Last week I showed a peculiar XML Signature that validates even though the containing document was changed. The reason is that the signature lacks References. Before explaining what’s wrong with the signature, and with the validation code, we’ll have a look at how XML Signatures work.
XML DSig Primer
XML in general is a powerful beast, with so many options available that it quickly gets really complex. The XML Digital Signatures standard is no exception to that. The extra
complexity of XML DSig compared to other signature standards is that one or more different blocks of data can be signed by the same signature block. That data can be the containing XML Document, part of an XML document, or some other resource such as a web page. In this post we’ll only look at signing resources in the document containing the signature.
Consider a simple XML document.
Adding a signature to it can be done in two ways:
- An Enveloped Signature is a signature that is inserted into the data that is signed.

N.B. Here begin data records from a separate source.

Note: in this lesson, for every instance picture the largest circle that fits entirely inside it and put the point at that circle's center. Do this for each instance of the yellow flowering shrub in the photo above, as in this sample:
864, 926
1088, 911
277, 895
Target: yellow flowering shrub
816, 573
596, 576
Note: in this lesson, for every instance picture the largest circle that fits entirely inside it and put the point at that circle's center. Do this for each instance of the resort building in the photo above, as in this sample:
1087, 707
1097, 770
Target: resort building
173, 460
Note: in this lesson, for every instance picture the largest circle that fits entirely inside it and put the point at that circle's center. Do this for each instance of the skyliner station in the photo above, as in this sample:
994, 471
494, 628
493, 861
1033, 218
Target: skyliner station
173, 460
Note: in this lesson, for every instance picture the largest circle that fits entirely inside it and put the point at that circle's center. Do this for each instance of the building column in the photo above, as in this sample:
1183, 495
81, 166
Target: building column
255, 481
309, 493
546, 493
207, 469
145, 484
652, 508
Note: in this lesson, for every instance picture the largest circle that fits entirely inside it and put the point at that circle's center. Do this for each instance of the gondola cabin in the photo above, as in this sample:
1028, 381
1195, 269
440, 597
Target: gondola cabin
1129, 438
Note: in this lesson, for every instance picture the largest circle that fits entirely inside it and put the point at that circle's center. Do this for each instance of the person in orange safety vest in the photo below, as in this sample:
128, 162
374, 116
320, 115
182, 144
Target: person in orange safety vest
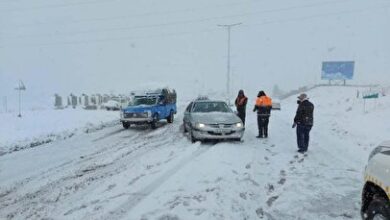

- An Enveloping Signature is a signature that is sitting side-by-side with the data that is signed.
Either way, a signature contains one or more references that identifies the element signed and a hash of the element’s contents. I’ve added a signature to the above element, containing two references.
The first reference has
URI="yellow". This is an enveloped signature as the signature element is stored within the data that has been signed. The actual signature is excluded when calculating the hash.
The second reference has
URI="green". This is an enveloping signature. It signs an element that is side-by-side by the signature.
Although this document contains a signature, which is valid, only part of the document is protected. The black section can be altered without the signature detecting it or new elements can be added as siblings to the
<colour> elements. This is what makes XML signature so
dangerous. It is not enough to validate an XML signature. The references must be checked too, to ensure that it’s the right data that has been signed. And that brings us to the answer to the XML signature in my previous post. That signature contains no references, so it doesn’t sign any data at all! Creating such a signature is normally not allowed in the .NET framework. To create it I used an old unit test that uses shims to avoid the check for references.
Always Check References and the Key
Did I mention that the references of an XML signature must always be checked? I hope so, because that is the most common mistake of XML signature validation. It is so common, that just about every well known SAML2 implementation was hacked through it a few years ago (OWASP has an overview slide deck about it).
The second thing besides checking the references (I did mention that, didn’t I?) is that the key must be checked. The most simple overloaed of
SignedXml.CheckSignature() with no arguments just checks that the data is signed by a certificate that is trusted by operating system. The signature in my previous post will validate because I signed it with a certificate of mine issued by a trusted root. To be sure that the data actually came from the real sender, the information about the key must be checked. Or even better, the expected key should be supplied as an argument to
SignedXml.CheckSignature() to bypass the entire certificate storage.
The Complete Signature
In the image I excluded some parts of the XML signature for brevity. Here is the complete one, that can be validated. Please note that it is signed by an RSA Key, with the key values included in the signature. The only thing proven by this signature is that the creator of the signature is a holder of the private key. But there is no identity information on the holder of the key attached. So the signature is actually quite worthless.